Addition to Harold B. Lee Library Dedicated at BYU
President Marion G. Romney, second counselor in the First Presidency, offered the main address and the dedicatory prayer at a recent ceremony marking the official opening of the addition to the Harold B. Lee Library at Brigham Young University.
The library, originally built in 1961, has now been more than doubled in size with the completion of the six-story, multimillion-dollar addition. The combined facility has become one of the largest university libraries in the United States, with a capacity of housing more than 2 million volumes and seating some 4,800 students.
In addition to its many volumes, the library houses special collections, a highly sophisticated audio-visual system for rerunning taped lectures, a record collection, and special facilities for the visually handicapped.

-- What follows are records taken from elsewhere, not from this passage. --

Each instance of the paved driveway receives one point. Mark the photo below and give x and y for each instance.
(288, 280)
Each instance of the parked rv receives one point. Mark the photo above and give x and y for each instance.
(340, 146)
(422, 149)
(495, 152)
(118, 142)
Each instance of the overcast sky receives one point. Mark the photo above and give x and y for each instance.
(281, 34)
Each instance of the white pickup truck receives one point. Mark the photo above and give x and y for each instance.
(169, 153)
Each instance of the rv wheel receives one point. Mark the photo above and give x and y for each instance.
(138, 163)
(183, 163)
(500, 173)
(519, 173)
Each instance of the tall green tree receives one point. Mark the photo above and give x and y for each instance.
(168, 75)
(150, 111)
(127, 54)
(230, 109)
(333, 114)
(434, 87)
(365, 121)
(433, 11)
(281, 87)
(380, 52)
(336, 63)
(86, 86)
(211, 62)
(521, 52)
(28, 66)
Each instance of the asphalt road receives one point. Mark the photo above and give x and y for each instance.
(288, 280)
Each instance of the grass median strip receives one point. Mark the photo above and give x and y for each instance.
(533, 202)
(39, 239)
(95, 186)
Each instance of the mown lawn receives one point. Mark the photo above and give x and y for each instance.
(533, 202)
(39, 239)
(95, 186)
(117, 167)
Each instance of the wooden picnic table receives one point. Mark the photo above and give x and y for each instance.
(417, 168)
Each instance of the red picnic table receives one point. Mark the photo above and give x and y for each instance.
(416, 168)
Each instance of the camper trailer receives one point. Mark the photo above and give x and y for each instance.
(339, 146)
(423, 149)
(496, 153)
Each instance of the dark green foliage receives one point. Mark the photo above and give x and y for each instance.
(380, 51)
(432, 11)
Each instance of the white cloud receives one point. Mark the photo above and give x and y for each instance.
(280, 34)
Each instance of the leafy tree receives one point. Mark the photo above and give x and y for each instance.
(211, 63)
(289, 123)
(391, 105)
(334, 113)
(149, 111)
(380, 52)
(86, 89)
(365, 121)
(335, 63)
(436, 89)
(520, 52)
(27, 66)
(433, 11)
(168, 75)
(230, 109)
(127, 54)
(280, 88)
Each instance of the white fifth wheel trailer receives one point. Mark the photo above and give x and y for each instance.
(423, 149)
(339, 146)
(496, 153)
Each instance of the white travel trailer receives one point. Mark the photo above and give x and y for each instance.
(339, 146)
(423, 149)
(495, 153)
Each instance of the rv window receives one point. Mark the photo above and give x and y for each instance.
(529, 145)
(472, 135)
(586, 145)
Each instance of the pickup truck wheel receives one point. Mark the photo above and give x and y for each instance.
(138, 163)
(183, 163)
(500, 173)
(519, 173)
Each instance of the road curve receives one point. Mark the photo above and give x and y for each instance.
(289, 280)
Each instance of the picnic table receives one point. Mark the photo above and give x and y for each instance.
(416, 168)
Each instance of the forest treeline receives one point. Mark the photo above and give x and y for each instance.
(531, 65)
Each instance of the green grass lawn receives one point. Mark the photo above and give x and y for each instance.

The information in the library, said President Romney, will help students distinguish between truths and untruths. The great challenge is to be able to always distinguish between the two kinds of information.
In attendance at the ceremony, which was marked by a three-day celebration of lectures, tours, symposia, exhibits, and receptions, was Sister Freda Joan Lee, widow of former Church President Harold B. Lee after whom the building is named.
Performing Groups Honored
Three Brigham Young University performing groups—the American Folk Dancers, the Sounds of Freedom, and the Lamanite Generation—were recently awarded the Valley Forge Honor Certificate of the Freedoms Foundation, Valley Forge, Pennsylvania. The award cited the groups for “outstanding achievement in bringing about better understanding of the American way of life.” The groups, along with other BYU performing groups, have traveled to many countries around the world, often acting as official representatives of the United States at various functions.